In 2018, all 14 students from the Zindagi Foundation cracked NEET.
This year 19 students receive training to appear for NEET.
"I requested all government school teachers to inform the students about us and also connect us to bright but poor students," Ajay tells Rediff.com's A Ganesh Nadar.
"We have an entrance test and then an interview," explains Ajay. "The interview is to find out the economic status after which we select the weakest students."
"We also pay attention to their enthusiasm, the fire to succeed and determination," he adds. "I have no limit to the number of students we will train."
Once selected, the students stay in different hostels near their training centre. The students are told that whatever coaching they receive is only additive and self-study is most important.
At the moment they have students only from Odisha, but plan to add other states too.
Shiven Singh Choudhry, an alumnus of the Indian Institute of Law and Management, Delhi, has been working as the coordinator of the Zindagi Foundation for over a year now.
"I meet the students daily for the first two months," he says. "We give them motivational talks and English coaching to give them self-confidence."

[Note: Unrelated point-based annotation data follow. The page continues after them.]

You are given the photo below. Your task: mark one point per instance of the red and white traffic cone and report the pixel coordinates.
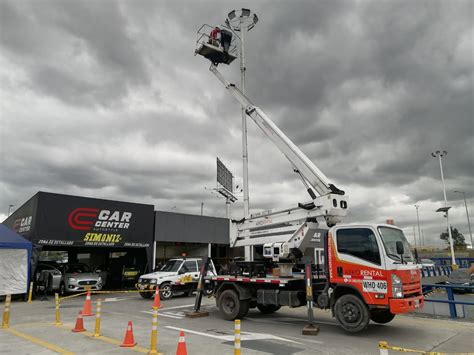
(156, 301)
(87, 308)
(128, 340)
(79, 327)
(181, 350)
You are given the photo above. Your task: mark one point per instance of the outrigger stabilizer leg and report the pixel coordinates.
(309, 329)
(197, 313)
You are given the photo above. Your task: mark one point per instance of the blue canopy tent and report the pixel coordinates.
(15, 257)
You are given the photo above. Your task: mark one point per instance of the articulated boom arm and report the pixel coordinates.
(283, 231)
(297, 158)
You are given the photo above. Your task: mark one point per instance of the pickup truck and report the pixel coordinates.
(176, 276)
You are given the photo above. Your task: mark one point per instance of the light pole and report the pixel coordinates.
(441, 154)
(467, 214)
(418, 220)
(242, 22)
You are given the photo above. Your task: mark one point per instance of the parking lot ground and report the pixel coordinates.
(278, 333)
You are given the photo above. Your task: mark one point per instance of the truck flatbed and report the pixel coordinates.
(269, 279)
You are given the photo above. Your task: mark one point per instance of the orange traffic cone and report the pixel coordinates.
(79, 327)
(156, 301)
(181, 350)
(128, 340)
(87, 309)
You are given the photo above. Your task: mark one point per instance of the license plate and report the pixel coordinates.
(374, 286)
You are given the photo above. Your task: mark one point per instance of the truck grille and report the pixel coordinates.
(411, 289)
(88, 282)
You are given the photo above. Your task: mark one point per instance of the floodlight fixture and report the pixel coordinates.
(231, 15)
(441, 153)
(241, 19)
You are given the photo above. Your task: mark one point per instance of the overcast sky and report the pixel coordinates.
(105, 99)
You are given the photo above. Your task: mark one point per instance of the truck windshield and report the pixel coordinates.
(77, 268)
(171, 266)
(390, 236)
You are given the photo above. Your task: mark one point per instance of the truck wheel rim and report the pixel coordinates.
(229, 305)
(350, 312)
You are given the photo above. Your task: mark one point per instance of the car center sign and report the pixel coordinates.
(63, 220)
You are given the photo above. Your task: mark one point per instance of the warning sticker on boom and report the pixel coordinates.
(374, 286)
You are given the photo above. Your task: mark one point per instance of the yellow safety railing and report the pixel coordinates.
(384, 350)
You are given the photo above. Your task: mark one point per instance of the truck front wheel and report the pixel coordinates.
(231, 307)
(351, 313)
(381, 316)
(268, 308)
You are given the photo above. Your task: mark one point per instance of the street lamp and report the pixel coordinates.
(441, 154)
(243, 21)
(418, 219)
(467, 214)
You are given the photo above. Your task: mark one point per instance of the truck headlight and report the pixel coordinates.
(397, 287)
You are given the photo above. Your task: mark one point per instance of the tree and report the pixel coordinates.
(458, 238)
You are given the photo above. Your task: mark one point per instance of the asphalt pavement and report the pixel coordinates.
(32, 330)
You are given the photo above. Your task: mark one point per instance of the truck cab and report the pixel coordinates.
(173, 277)
(364, 261)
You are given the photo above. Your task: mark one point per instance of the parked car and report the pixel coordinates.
(71, 277)
(55, 275)
(461, 277)
(78, 277)
(177, 275)
(427, 263)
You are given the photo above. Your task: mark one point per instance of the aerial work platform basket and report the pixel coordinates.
(216, 44)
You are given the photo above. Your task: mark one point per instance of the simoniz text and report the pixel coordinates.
(85, 219)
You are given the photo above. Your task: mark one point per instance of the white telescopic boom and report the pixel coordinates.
(314, 177)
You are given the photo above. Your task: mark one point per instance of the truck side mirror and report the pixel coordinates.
(400, 248)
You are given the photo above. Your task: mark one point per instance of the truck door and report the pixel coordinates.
(357, 262)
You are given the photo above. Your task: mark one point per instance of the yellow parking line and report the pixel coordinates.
(39, 342)
(106, 339)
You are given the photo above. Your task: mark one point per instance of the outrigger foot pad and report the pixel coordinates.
(310, 330)
(198, 314)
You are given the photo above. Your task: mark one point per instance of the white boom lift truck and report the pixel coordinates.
(368, 270)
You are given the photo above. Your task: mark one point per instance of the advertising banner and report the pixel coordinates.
(64, 220)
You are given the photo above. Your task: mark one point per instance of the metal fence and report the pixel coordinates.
(451, 301)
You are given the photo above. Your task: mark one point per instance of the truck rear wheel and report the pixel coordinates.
(231, 307)
(351, 313)
(381, 316)
(268, 308)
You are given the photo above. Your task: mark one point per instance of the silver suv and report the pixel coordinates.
(79, 277)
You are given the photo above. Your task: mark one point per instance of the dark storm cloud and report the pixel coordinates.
(118, 107)
(53, 40)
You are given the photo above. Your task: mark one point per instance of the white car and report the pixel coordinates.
(177, 275)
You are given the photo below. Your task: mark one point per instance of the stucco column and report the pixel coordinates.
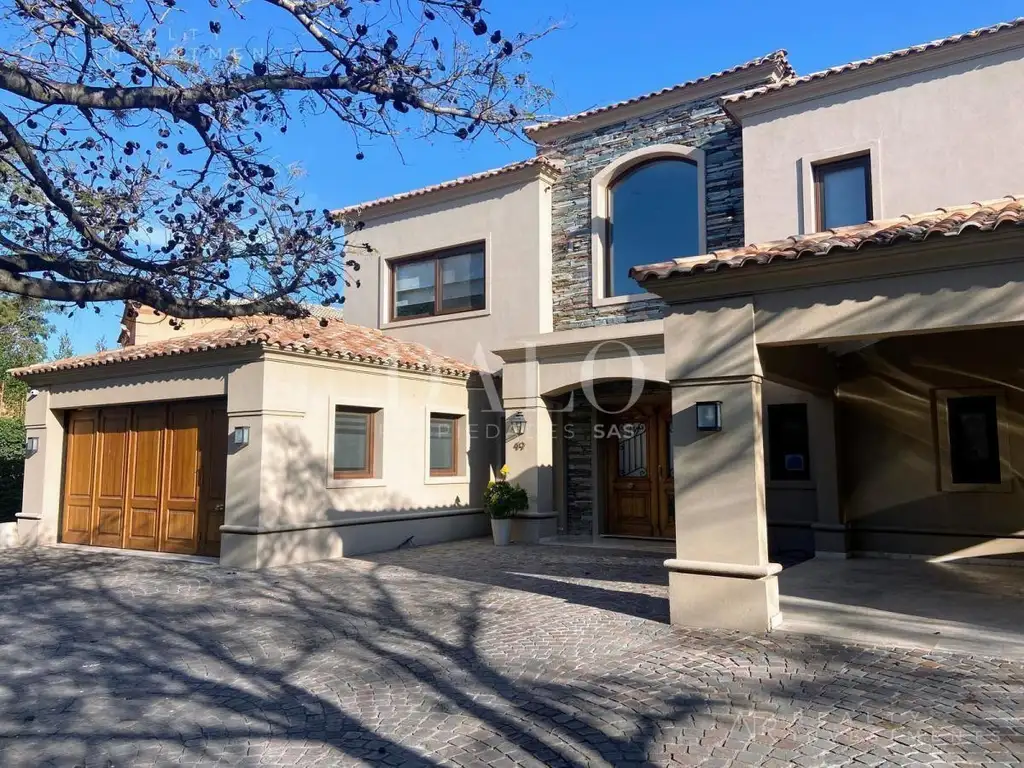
(239, 541)
(721, 576)
(830, 535)
(39, 519)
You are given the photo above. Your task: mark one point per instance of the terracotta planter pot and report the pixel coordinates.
(502, 531)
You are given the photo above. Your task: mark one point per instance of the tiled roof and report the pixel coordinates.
(354, 210)
(947, 222)
(777, 57)
(852, 66)
(337, 340)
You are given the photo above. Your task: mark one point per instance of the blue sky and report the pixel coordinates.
(604, 51)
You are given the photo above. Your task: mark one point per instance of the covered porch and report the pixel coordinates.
(904, 357)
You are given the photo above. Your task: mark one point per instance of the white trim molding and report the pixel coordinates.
(808, 204)
(599, 186)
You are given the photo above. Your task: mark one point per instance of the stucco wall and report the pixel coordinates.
(701, 124)
(937, 136)
(514, 222)
(299, 396)
(889, 452)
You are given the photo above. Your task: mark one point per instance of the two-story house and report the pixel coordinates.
(754, 314)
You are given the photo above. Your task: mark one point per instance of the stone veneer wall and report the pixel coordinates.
(700, 124)
(579, 467)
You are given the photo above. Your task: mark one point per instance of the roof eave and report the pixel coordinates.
(416, 199)
(868, 261)
(773, 65)
(739, 105)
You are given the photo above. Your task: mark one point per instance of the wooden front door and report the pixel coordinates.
(150, 477)
(638, 464)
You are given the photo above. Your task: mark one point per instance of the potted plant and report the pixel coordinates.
(502, 500)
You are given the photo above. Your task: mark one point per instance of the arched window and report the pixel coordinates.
(653, 214)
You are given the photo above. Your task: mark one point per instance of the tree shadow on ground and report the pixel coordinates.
(131, 660)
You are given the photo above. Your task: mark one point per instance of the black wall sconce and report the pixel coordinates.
(515, 425)
(710, 416)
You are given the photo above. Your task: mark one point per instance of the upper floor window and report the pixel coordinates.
(843, 192)
(653, 215)
(439, 283)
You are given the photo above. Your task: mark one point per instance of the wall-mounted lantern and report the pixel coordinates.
(710, 416)
(240, 436)
(515, 425)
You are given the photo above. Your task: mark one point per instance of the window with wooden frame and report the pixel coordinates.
(354, 442)
(843, 192)
(439, 283)
(444, 444)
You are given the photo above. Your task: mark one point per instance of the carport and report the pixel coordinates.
(903, 335)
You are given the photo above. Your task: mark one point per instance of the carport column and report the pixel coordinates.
(721, 577)
(830, 535)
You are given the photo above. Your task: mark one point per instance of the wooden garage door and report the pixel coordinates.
(148, 477)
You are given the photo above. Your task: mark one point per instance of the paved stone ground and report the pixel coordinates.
(457, 654)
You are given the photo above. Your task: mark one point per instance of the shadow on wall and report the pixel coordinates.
(296, 501)
(162, 662)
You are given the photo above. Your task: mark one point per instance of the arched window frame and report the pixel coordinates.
(600, 189)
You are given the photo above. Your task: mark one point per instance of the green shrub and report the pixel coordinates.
(502, 499)
(11, 467)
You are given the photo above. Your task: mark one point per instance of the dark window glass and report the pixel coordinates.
(462, 282)
(844, 192)
(653, 215)
(414, 289)
(443, 445)
(788, 442)
(438, 284)
(353, 442)
(974, 441)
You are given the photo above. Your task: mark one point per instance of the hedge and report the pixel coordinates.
(11, 467)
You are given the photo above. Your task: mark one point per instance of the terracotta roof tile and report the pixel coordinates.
(337, 340)
(882, 58)
(777, 57)
(947, 222)
(354, 210)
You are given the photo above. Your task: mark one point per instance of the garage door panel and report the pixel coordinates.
(181, 497)
(112, 476)
(80, 470)
(146, 473)
(148, 477)
(78, 523)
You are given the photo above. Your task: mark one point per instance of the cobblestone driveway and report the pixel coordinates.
(457, 654)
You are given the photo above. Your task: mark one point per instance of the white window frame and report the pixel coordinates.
(462, 475)
(808, 202)
(946, 484)
(380, 457)
(599, 187)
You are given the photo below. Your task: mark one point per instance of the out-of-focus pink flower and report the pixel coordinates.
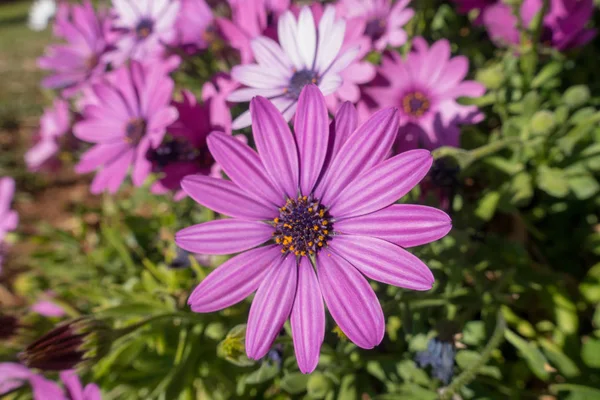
(84, 55)
(193, 24)
(425, 87)
(307, 53)
(378, 20)
(131, 117)
(249, 20)
(54, 124)
(13, 376)
(564, 25)
(184, 151)
(146, 27)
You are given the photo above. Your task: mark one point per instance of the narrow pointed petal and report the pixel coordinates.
(383, 184)
(383, 261)
(243, 166)
(344, 124)
(405, 225)
(275, 144)
(271, 307)
(351, 300)
(226, 198)
(234, 280)
(308, 318)
(223, 236)
(311, 128)
(366, 147)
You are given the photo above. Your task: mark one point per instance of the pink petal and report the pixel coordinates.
(234, 280)
(271, 307)
(243, 166)
(308, 318)
(406, 225)
(311, 128)
(366, 147)
(276, 145)
(382, 185)
(225, 197)
(383, 261)
(224, 236)
(350, 300)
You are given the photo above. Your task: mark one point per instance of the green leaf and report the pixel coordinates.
(533, 356)
(294, 383)
(590, 353)
(558, 359)
(552, 181)
(266, 372)
(487, 206)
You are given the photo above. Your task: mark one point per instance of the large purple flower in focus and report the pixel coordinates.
(13, 376)
(146, 27)
(564, 25)
(129, 115)
(83, 56)
(425, 87)
(306, 53)
(313, 213)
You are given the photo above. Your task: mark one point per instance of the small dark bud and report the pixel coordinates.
(8, 326)
(69, 345)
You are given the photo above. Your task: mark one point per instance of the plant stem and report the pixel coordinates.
(469, 374)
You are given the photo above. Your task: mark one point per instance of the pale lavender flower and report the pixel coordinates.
(129, 116)
(83, 57)
(313, 213)
(146, 26)
(307, 53)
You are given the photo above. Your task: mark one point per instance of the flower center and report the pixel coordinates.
(299, 80)
(144, 28)
(176, 149)
(415, 104)
(375, 28)
(135, 130)
(303, 226)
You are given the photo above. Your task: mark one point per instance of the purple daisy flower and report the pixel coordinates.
(83, 56)
(146, 27)
(564, 25)
(425, 87)
(129, 116)
(306, 54)
(54, 124)
(13, 376)
(379, 20)
(184, 151)
(313, 213)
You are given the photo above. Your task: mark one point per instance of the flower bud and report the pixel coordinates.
(69, 345)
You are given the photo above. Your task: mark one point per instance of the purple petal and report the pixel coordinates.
(312, 135)
(406, 225)
(308, 318)
(366, 147)
(243, 166)
(382, 185)
(275, 144)
(224, 236)
(350, 300)
(383, 261)
(271, 307)
(73, 385)
(226, 198)
(234, 280)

The students don't go home for the holidays. They stay on for one year which is the duration of the course. They return home only after the NEET exams.
None of the students have mobile phones.
Shiven occasionally takes them for a movie or some other outing.
They celebrate all festivals with the children.
Parents come and meet their children when they desire.
Currently, there are 4 teachers for 20 students.
Durga Prasad, who has a master's degree in zoology, is one of the teachers at the foundation.
He has eight years of teaching experience in coaching students and preparing for competitive exams in Andhra Pradesh and Karnataka.
"We first make the basic knowledge of the subject solid for the students," says Durga. "Without a solid knowledge of the subject you cannot think and reply to all questions."
"We then give them conceptual questions to answer which are similar to NEET questions, but not the same. The questions are designed to make them think."
"There is no rote learning and no spoon feeding. Once they learn to think and answer, they are ready for NEET."
Among the foundation's success stories is Krishna Mohanty, the only daughter of a mason from Bhubaneshwar.
She scored 90% in her Class 12 exam and studied for a year before cracking NEET a year ago.
"It was my childhood dream to become a doctor and the Zindagi Foundation helped me get into medical college," says Krishna, a student at the Government Medical College.
Anirudha Nayak, who studied in a government school in Kanpur, was also enrolled at the foundation.
He had scored 82% in his Class 12 exam and joined a coaching class to prepare for NEET, but missed qualifying by 10 marks.
When he could not afford to pay for coaching a second time, he approached the Zindagi Foundation. Anirudha is currently pursuing medicine at a college in Cuttack.
Whenever he gets the opportunity, Ajay encourages his students to focus on their performance, work harder and fulfil their dreams.
"I keep reminding them -- always keep in mind where you came from, where you are and where you will go."
"I emphasise (that) you can change society."